The appellate court agreed, finding the pronoun mandate to be a “content-based restriction” on speech. Justice Elena Duarte wrote the majority opinion, joined by Justices Ronald Robie and Harry Hull, opining that the First Amendment allows individuals to speak freely, even if that speech may be offensive to others.
Taking Offense’s lawyer, David Llewellyn Jr., told The American Spectator that “free speech must not be made subject to criminal penalties, regardless of its content.”
The ruling has been met with disapproval from California political figures, including Sen.

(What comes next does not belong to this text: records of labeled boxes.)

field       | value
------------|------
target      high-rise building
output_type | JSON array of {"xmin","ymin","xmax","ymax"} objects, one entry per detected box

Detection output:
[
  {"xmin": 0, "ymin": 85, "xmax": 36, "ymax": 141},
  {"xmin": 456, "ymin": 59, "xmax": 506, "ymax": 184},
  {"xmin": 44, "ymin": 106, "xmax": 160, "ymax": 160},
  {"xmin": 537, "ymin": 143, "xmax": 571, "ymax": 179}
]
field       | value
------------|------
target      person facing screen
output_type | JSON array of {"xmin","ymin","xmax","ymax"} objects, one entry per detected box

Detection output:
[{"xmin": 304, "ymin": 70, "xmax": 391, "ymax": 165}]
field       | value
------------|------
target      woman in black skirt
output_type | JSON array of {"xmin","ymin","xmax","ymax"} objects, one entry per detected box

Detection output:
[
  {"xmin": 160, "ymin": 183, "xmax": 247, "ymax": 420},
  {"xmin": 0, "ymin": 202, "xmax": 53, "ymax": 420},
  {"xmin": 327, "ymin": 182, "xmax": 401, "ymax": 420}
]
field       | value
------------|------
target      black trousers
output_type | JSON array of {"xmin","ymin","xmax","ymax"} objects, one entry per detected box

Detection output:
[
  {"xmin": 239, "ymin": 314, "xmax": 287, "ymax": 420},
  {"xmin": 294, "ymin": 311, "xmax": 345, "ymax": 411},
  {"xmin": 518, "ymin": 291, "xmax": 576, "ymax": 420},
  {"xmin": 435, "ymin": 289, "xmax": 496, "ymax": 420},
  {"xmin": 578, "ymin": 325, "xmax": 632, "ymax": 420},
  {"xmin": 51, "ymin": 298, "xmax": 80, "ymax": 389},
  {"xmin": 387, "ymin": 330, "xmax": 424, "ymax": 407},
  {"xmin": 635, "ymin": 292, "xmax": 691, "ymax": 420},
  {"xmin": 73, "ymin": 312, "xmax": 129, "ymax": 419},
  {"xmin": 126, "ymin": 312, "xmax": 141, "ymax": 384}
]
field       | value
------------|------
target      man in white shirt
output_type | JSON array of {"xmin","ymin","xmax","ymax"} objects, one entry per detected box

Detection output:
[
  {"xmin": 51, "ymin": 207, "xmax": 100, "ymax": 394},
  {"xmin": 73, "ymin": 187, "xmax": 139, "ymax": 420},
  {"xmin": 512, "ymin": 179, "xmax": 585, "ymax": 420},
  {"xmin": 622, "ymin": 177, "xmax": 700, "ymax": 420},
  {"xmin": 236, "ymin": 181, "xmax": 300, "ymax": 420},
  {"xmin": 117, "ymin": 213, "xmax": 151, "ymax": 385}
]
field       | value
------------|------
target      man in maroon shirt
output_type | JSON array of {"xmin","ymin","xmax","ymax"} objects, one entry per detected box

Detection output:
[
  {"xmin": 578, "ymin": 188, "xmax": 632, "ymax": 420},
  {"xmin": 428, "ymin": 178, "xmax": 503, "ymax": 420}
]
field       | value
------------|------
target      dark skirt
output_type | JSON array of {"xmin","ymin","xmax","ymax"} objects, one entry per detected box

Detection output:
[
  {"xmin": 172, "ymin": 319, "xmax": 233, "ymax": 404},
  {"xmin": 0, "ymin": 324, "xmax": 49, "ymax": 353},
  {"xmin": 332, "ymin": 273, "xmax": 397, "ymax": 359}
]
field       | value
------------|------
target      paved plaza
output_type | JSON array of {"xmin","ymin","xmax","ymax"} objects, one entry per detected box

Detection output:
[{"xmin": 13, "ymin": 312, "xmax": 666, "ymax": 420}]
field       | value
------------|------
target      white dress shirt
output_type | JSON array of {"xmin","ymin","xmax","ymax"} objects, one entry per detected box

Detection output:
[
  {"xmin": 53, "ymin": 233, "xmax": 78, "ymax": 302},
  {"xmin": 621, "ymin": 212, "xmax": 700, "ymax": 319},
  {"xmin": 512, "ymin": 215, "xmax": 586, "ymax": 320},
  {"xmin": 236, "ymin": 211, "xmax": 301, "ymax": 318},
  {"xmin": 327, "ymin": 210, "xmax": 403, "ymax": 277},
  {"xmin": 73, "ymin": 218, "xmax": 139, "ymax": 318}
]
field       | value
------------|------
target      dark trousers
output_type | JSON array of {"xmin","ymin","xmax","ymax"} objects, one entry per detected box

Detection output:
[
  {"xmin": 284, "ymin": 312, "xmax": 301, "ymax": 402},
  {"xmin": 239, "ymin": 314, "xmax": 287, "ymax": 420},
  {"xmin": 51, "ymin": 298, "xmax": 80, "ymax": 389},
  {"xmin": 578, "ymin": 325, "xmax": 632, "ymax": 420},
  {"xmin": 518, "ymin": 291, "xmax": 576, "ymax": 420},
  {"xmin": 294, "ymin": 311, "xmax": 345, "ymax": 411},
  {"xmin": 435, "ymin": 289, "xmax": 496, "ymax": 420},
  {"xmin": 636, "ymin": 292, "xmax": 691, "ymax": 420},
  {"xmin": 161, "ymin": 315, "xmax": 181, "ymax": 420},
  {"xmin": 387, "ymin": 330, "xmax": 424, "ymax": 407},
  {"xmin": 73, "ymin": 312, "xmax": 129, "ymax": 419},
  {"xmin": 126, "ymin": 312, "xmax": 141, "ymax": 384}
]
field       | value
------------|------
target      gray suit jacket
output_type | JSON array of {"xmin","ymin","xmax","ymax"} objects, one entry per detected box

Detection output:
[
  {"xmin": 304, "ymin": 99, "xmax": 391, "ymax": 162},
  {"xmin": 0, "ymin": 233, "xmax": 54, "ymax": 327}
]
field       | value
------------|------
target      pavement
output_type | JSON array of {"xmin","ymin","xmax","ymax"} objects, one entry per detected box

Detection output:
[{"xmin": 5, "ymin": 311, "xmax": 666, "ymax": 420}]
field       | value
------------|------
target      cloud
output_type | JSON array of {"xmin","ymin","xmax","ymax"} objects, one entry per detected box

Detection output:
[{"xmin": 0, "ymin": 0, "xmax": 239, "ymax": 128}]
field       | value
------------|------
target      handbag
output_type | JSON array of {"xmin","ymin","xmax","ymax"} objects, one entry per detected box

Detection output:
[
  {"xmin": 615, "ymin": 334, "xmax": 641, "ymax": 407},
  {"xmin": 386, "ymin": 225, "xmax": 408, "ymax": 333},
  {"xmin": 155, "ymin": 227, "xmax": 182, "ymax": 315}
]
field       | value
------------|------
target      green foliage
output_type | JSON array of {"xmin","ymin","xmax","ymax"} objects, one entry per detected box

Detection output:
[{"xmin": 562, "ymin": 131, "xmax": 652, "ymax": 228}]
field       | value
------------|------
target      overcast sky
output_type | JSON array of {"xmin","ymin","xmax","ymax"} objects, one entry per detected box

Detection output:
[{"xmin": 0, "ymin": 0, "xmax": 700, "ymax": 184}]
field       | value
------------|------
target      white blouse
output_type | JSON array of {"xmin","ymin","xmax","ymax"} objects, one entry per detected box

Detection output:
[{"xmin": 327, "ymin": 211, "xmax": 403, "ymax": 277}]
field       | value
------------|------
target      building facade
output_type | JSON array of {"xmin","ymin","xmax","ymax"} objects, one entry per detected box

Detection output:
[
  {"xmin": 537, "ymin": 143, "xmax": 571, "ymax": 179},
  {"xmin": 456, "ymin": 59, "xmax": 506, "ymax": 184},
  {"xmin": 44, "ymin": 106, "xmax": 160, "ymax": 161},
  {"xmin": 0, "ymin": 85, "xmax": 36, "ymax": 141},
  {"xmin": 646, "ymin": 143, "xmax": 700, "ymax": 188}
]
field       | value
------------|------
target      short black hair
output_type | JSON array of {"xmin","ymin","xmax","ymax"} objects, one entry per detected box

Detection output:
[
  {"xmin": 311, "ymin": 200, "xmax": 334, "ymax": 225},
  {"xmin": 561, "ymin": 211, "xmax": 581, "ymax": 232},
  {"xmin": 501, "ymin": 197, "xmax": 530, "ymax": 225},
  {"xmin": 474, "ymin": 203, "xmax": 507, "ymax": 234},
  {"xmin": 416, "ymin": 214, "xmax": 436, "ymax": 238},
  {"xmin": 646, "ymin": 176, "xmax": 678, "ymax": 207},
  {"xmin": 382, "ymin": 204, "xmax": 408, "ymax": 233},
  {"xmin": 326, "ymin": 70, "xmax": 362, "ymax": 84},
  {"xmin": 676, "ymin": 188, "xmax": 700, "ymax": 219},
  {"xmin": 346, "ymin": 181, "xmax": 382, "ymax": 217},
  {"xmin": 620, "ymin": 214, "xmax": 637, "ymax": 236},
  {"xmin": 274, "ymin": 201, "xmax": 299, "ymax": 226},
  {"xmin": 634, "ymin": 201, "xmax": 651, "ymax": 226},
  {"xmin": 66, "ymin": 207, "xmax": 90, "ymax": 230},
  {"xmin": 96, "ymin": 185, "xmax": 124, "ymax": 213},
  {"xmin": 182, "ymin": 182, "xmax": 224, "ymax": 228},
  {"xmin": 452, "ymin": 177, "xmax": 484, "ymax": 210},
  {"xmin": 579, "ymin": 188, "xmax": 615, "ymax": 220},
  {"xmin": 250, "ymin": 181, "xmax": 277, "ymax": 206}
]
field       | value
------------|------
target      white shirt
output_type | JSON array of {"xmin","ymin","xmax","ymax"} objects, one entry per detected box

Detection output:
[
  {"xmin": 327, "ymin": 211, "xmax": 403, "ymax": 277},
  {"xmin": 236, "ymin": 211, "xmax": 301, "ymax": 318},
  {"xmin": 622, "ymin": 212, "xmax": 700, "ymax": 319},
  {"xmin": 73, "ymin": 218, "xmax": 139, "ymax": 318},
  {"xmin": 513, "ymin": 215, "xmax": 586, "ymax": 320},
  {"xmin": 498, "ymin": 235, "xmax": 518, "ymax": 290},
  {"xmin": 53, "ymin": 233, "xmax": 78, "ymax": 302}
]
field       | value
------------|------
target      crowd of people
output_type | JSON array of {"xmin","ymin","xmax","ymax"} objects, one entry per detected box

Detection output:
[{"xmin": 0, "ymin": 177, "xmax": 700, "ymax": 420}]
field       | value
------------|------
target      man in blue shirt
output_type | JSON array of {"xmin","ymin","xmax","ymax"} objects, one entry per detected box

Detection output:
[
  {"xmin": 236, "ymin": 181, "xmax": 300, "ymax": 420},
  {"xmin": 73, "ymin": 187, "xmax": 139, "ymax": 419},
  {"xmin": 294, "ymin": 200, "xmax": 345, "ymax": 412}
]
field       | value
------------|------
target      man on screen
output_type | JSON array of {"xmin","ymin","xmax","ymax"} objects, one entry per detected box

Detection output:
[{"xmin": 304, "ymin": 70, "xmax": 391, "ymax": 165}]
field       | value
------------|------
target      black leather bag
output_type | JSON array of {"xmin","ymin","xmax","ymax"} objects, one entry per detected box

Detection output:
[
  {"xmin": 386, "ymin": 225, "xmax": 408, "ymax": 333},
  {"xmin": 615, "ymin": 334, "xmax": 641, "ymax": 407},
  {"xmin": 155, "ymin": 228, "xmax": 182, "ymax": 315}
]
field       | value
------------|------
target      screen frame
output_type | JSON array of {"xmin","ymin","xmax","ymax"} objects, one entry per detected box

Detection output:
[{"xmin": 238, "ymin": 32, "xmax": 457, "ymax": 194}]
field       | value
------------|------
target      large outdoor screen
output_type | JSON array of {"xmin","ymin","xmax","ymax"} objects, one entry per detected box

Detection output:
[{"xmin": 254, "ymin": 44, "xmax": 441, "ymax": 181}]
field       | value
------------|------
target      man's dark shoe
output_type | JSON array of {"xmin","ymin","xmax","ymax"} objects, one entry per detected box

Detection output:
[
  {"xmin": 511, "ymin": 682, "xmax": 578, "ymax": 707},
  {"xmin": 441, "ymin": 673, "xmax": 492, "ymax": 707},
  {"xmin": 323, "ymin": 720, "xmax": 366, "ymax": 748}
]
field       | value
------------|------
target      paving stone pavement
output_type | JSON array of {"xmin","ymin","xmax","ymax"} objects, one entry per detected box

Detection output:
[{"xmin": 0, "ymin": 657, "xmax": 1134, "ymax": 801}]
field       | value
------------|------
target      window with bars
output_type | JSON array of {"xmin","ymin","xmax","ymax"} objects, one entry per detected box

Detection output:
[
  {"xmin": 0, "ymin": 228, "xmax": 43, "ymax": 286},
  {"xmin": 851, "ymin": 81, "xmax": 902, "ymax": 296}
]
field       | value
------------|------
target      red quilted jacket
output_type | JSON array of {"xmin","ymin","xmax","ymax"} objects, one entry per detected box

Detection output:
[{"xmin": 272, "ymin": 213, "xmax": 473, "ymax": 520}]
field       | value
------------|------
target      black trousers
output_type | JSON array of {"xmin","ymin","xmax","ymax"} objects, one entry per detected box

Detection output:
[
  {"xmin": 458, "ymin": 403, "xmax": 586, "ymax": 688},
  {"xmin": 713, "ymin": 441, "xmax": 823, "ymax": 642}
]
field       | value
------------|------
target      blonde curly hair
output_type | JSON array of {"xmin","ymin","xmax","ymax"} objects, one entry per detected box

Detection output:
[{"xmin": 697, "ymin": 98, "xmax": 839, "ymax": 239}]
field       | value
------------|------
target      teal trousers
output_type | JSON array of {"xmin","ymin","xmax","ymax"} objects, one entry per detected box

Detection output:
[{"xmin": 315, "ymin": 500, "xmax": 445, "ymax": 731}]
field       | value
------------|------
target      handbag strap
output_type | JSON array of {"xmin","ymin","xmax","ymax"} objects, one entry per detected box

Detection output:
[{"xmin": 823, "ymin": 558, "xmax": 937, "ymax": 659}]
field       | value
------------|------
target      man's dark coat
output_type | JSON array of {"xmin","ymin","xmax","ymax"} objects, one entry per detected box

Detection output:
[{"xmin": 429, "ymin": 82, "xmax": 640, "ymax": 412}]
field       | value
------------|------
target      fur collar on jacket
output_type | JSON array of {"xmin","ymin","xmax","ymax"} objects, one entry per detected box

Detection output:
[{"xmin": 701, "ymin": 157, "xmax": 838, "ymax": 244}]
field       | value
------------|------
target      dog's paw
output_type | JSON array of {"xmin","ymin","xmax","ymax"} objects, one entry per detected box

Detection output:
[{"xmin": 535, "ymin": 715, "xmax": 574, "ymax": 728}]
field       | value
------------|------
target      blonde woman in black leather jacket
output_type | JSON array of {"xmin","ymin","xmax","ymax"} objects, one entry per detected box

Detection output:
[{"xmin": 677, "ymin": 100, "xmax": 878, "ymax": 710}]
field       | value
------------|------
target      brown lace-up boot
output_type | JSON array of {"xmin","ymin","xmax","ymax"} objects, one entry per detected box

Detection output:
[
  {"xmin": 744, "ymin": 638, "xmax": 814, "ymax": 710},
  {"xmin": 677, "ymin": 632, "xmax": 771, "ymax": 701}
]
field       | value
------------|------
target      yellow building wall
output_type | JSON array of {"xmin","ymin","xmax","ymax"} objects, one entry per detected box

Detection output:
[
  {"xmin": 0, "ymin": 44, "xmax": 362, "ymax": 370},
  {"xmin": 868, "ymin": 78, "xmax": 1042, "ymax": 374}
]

Scott Weiner (D-Pa.), who slammed the decision as “disconnected from the reality facing transgender people.” According to the senator, “Deliberately misgendering a transgender person isn’t just a matter of opinion…. Rather, it’s straight-up harassment.” Weiner claims that the law was especially harmful because of the disrespect to a patient, “particularly one as vulnerable as a trans senior in a nursing home.”
Equality California Executive Director Rick Chavez Zbur also criticized the appellate court’s decision: “Let’s be clear: refusing to use someone’s correct name and pronouns isn’t an issue of free speech.” Zbur continued in his pointed criticism, calling misgendering “a hateful act that denies someone their dignity and truth.”
“California’s nursing home patients deserve better than this — and we’ll be fighting until this decision is overturned,” said Zbur.
Justice Robie wrote a concurring opinion, noting that the court’s decision was not rooted in a political agenda but in the untenability of the pronoun mandate: “To not call one by the name one prefers or the pronoun one prefers, is simply rude, insulting, and cruel…. we do not reject the need for persons to use appropriate pronouns.”
In contrast, Justice Elena Duarte was firm that the conflict was about the meaning of the First Amendment: “A person’s right to speak freely … protects the right of citizens to refrain from speaking.”